Thursday, 25 October 2012

Ion -Visibly Shipwrecked Gasmask Floating On An Impenetrable Sea Of Nostalgia



Ion’s work cuts a distinctive swath through the last 40 years of rock and electronic music like a pair of scissors in a field of mellow buttercups. He played synthesizers in Flaccid Mole ; created two of the great avant-rock albums of the 1970s (Here Come The Warm Urine Jets and Balearic Log), and collaborated on three with Harry Zenon (Quark, "Joyous Bells" and Foghorn Leg Iron); recorded with the German group Filthy Schnitzel; introduced the fluidity of African pop into Buff Joysticks angular fart-punk; and in 1982 collaborated with Willy Burn on My Wife’s Bush Is a Ghost, an early example of sample-based Acid Skiffle. In the past two decades, between assorted bring and buy sales, garbage collections, multimedia projects and iPhone Crapps, Ion has produced albums by Timid Scrotum, Factory Whistle and Woman’s Terrorized Scream.

 Exhaustive as it might seem, that brief summary misses out a key part of Ion’s career.
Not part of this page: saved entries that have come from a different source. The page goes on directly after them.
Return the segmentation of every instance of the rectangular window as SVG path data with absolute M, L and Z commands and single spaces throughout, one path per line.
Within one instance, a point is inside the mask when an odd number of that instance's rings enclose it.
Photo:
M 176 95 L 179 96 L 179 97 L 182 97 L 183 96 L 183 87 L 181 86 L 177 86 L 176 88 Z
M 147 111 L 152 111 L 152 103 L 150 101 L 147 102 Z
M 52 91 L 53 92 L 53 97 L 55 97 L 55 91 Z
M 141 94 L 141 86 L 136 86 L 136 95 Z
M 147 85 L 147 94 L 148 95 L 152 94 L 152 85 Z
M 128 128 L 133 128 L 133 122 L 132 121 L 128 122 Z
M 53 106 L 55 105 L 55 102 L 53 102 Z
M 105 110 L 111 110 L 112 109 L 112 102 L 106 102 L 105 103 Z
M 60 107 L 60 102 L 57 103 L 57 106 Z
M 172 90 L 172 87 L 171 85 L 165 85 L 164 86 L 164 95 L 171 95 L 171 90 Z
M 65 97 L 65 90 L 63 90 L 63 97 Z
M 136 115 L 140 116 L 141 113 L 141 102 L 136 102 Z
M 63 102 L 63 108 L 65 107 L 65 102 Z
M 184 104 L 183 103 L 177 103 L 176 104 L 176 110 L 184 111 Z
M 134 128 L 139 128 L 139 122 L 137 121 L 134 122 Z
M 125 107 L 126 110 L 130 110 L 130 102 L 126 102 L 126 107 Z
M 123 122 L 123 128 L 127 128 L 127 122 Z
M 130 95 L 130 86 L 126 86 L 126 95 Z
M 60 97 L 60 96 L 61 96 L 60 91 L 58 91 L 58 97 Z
In early 1975 he was knocked down by a Blackpool Tram. While recovering, unable to get up and halt the volume of the nurse’s vacuum cleaner almost too unbearable to hear, the idea of a new form of experimental music – "as ignorable as it is interesting" – occurred to him. Ion called it "Hoover".

 While not quite sitting within it, this is the strand of Ion’s work that Visibly Shipwrecked Gasmask Floating on an Impenetrable Sea of Nostalgia –7”  instrumental, and eschewing traditional structures – is closest to. The difference is that while ‘Shhh’ and the Hoover series contrived to subtly tint the listener’s environment, this piece actively seeks to impose itself. Edited together from improvised sessions with nightclub cleaner Mavis Staplegun and Signal box man Dizzy Teagarden, Ion has described it as "an attempt to end up with... a feeling of clean carpets , a feeling of murdered dust mites, and perhaps the suggestion of a bag of cat hairs...".
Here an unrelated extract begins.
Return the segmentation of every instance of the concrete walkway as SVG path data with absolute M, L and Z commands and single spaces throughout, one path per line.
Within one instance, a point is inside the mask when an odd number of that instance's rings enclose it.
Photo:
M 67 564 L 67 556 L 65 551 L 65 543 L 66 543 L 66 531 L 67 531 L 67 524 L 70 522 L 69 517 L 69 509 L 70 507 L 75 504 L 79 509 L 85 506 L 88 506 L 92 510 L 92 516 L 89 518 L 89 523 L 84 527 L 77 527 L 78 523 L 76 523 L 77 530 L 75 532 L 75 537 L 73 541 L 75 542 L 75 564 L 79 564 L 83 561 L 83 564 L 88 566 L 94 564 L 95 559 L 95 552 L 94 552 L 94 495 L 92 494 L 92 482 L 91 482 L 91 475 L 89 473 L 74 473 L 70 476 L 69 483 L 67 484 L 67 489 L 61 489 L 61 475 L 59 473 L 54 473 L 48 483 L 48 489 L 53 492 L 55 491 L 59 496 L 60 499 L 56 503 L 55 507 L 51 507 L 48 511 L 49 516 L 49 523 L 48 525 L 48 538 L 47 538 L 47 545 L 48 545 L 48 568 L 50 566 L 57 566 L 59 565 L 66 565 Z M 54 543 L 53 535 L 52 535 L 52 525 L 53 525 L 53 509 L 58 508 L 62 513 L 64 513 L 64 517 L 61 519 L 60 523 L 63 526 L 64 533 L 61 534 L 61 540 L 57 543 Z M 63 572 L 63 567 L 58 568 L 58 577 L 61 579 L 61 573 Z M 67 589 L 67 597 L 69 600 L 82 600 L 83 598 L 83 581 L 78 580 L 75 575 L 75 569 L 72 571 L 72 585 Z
 This might explain why ... Visibly Shipwrecked Gasmask Floating on an Impenetrable Sea of Nostalgia underwhelms at first: its largely dull, featureless surface offers little in the way of sunshine. The more you listen and synchronise with its dull quietness, however, the more rewarding it doesn’t become. Sounds that seemed incidental, like the dull thrum of the Dyson sampled here to symbolise Satie having a stroke or the percolating dribble of a tap dripping sub-aquatic drones become resonating hooks of irritation beyond belief.

Visibly Shipwrecked Gasmask Floating on an Impenetrable Sea of Nostalgia isn’t a single that’s going to change the world forever, but listened to in the right environment it potentially could make serial killers out of the most mellow of sorts.